Before last year’s renovations at the Guy V. Lewis Development Facility, UH Basketball players saw a display every time they left the second-floor locker room. They saw it before going downstairs to the weight room or the practice gym. They saw it every time they walked out of the film room.
“A stonecutter hammers away at his rock perhaps a hundred times without as much as a crack showing in it. Yet at the hundred and first blow, it will split in two. It was not that blow that did it, but all that had gone before.”
The message is that you keep going, confident in the knowledge that all of your work will pay off one day. You never know when the rock will split, but when it does, it’s not from a single massive strike but from years of diligence.
That is the Mylik Wilson story.
the daily #191 | 2/11/2024 | Archives
Mylik Wilson went to Louisiana-Lafayette out of Rayville High School and put up big numbers there. He scored 30 at App State, hit five three-pointers and grabbed 16 rebounds at UT-Arlington, and made seven FTs at ULM and at Arkansas State. He saved his best performances for road games.
After transferring to Texas Tech, he was ninth on the team in minutes but third in steals. He had four in a win over Texas, three against KState, and two in a Big 12 Tournament game against Iowa State. But he thought he could do more – he could affect winning more. So he transferred again, knowing he’d have to sit out a year.
He chose Houston and began hammering on his rock. In his GoCoogs Interview on Thursday, he admitted he didn’t know how to deal with the coaching tactics from Kelvin Sampson and his staff. Kellen Sampson told me earlier that day that the staff didn’t understand how to coach him when he arrived. But they settled on a focus: Mylik is our most athletic guard, and we need to build his confidence in what he does well.
Mylik will never be a team’s best shooter, but he can be a culture warrior. In 20 months on the white team (reserves that practice against the starters), Wilson has proven that he’s willing to do what it takes to win. Coaches say he’s a great teammate, while other players make it clear they love him and his work ethic.
Over the last 5-6 weeks, Mylik’s game has been coming. He’s gained confidence, and he’s practicing well, helping Kelvin Sampson, in turn, gain more confidence in him. Sampson knows he will put a hand in the passing lane or see opportunities on film to pickpocket a ball handler. And he wants to rebound.

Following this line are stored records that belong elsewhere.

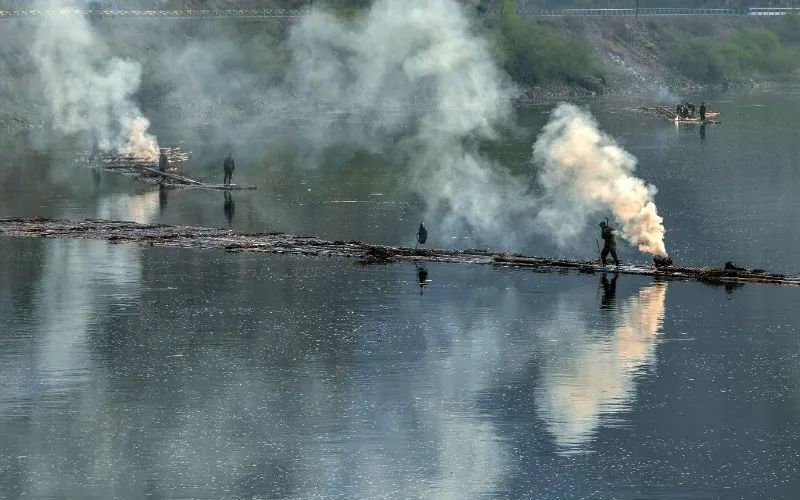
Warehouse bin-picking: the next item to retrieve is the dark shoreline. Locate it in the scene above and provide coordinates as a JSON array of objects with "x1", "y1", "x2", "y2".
[{"x1": 0, "y1": 218, "x2": 800, "y2": 286}]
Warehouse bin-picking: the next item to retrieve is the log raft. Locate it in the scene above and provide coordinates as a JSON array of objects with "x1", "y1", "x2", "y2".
[
  {"x1": 0, "y1": 218, "x2": 800, "y2": 285},
  {"x1": 75, "y1": 148, "x2": 257, "y2": 191}
]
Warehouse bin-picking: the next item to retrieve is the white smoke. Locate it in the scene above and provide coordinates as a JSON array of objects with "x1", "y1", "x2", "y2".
[
  {"x1": 286, "y1": 0, "x2": 666, "y2": 255},
  {"x1": 31, "y1": 2, "x2": 158, "y2": 161},
  {"x1": 287, "y1": 0, "x2": 533, "y2": 245},
  {"x1": 533, "y1": 104, "x2": 667, "y2": 256}
]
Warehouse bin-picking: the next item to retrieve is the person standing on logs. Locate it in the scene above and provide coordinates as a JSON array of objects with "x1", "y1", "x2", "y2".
[
  {"x1": 158, "y1": 149, "x2": 169, "y2": 172},
  {"x1": 600, "y1": 219, "x2": 619, "y2": 266},
  {"x1": 222, "y1": 153, "x2": 236, "y2": 186},
  {"x1": 414, "y1": 222, "x2": 428, "y2": 249}
]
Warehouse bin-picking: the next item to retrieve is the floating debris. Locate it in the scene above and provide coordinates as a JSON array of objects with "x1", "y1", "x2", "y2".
[{"x1": 0, "y1": 218, "x2": 800, "y2": 285}]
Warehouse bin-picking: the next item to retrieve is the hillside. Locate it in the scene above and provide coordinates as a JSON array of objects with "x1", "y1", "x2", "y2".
[{"x1": 0, "y1": 6, "x2": 800, "y2": 130}]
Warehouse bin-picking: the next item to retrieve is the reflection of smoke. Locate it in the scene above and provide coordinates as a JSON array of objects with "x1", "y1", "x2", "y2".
[
  {"x1": 533, "y1": 104, "x2": 667, "y2": 256},
  {"x1": 95, "y1": 191, "x2": 161, "y2": 224},
  {"x1": 535, "y1": 283, "x2": 667, "y2": 450},
  {"x1": 32, "y1": 0, "x2": 158, "y2": 161},
  {"x1": 287, "y1": 0, "x2": 530, "y2": 246}
]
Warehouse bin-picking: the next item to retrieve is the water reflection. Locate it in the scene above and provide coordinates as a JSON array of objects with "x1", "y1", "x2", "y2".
[
  {"x1": 222, "y1": 190, "x2": 236, "y2": 227},
  {"x1": 600, "y1": 273, "x2": 619, "y2": 309},
  {"x1": 414, "y1": 262, "x2": 428, "y2": 295},
  {"x1": 158, "y1": 184, "x2": 167, "y2": 214},
  {"x1": 97, "y1": 189, "x2": 162, "y2": 224},
  {"x1": 535, "y1": 280, "x2": 667, "y2": 453}
]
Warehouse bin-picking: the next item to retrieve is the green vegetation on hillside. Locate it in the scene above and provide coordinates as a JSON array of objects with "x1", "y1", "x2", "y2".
[
  {"x1": 494, "y1": 0, "x2": 601, "y2": 86},
  {"x1": 667, "y1": 15, "x2": 800, "y2": 82}
]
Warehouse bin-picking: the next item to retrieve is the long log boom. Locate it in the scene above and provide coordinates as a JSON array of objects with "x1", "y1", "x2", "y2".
[{"x1": 0, "y1": 218, "x2": 800, "y2": 285}]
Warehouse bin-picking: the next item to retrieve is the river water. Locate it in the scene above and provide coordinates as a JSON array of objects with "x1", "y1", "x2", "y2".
[{"x1": 0, "y1": 89, "x2": 800, "y2": 498}]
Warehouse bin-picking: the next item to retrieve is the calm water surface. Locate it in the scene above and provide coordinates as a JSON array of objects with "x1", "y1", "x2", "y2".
[{"x1": 0, "y1": 91, "x2": 800, "y2": 498}]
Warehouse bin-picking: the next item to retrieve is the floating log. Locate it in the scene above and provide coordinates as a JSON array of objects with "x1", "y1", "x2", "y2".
[
  {"x1": 75, "y1": 148, "x2": 257, "y2": 191},
  {"x1": 136, "y1": 165, "x2": 203, "y2": 186},
  {"x1": 639, "y1": 106, "x2": 722, "y2": 125},
  {"x1": 0, "y1": 218, "x2": 800, "y2": 285}
]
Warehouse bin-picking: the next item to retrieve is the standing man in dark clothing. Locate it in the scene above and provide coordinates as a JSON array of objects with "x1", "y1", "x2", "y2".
[
  {"x1": 222, "y1": 153, "x2": 236, "y2": 186},
  {"x1": 414, "y1": 222, "x2": 428, "y2": 248},
  {"x1": 600, "y1": 221, "x2": 619, "y2": 265},
  {"x1": 158, "y1": 149, "x2": 169, "y2": 172},
  {"x1": 222, "y1": 190, "x2": 236, "y2": 227}
]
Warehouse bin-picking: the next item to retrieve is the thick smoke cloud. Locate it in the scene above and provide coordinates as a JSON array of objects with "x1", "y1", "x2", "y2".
[
  {"x1": 286, "y1": 0, "x2": 666, "y2": 255},
  {"x1": 21, "y1": 0, "x2": 665, "y2": 255},
  {"x1": 533, "y1": 104, "x2": 667, "y2": 256},
  {"x1": 286, "y1": 0, "x2": 533, "y2": 245},
  {"x1": 31, "y1": 2, "x2": 158, "y2": 160}
]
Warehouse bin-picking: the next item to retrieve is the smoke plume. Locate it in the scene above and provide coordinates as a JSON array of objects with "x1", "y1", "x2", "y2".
[
  {"x1": 31, "y1": 2, "x2": 158, "y2": 161},
  {"x1": 533, "y1": 104, "x2": 667, "y2": 256},
  {"x1": 286, "y1": 0, "x2": 532, "y2": 245}
]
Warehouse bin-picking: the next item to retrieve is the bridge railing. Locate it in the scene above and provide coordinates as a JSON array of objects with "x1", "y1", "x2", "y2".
[{"x1": 0, "y1": 7, "x2": 800, "y2": 19}]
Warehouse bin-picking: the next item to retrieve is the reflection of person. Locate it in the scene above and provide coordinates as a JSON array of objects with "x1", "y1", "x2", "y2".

Mylik Wilson hammered his rock for the 100th time Tuesday against Oklahoma State, scoring 12 while pulling down four rebounds and two steals. But the rock finally split in the second half at Cincinnati, where Wilson had seven boards and three steals.
Mylik’s three second-half steals were one fewer than every other player in the game had combined. In the CATS! postgame show, former Houston PG Galen Robinson said Mylik had 8 culture plays in the second half.
Kelvin Sampson teams need that guy. You know him: he can come off the bench or be a starter. He does the dirty work, makes the culture plays, and becomes a Sampson-era hero.
Justin Gorham was that guy. Reggie Chaney was that guy. In the Fall, it appeared that Terrance Arceneaux would be that guy before his season ended due to injury. But since the calendar turned over and Big 12 play started, Mylik Wilson has been building towards being that guy.
There’s another parable about stonecutters that seems appropriate for Mylik. A man approaches a work site and is curious about what is being done. He asks the first worker, “What are you doing?” The man replies, “I’m a stone cutter. Ask anyone. I’m the best stone cutter around.”
Not happy with that answer, he asked a second worker, who thought for a moment, then said, “I’m a stone cutter. I am supporting my family.”
Curious about the different responses, he asked a third man the same question. The man stopped, stared at the stone in his hand, turned his head slowly, and smiled, “I’m a stone cutter. And I’m building a cathedral.”
Some players are happy being the top dog in their situation. Some players do it because of financial or other practical reasons. And then some players want to be part of building something bigger than themselves.
Mylik Wilson could have been the best stone cutter at Louisiana. But it wasn’t enough. He could have been well compensated through NIL at Texas Tech. But it wasn’t enough. At Houston, he’s toiled on the white team. Helping Marcus Sasser, Jamal Shead, and L.J. Cryer improve their games. But it has also improved his game, too: his confidence, his anticipation, and his ability to see the floor.
He’s helping build a cathedral, and his craftwork is beginning to show.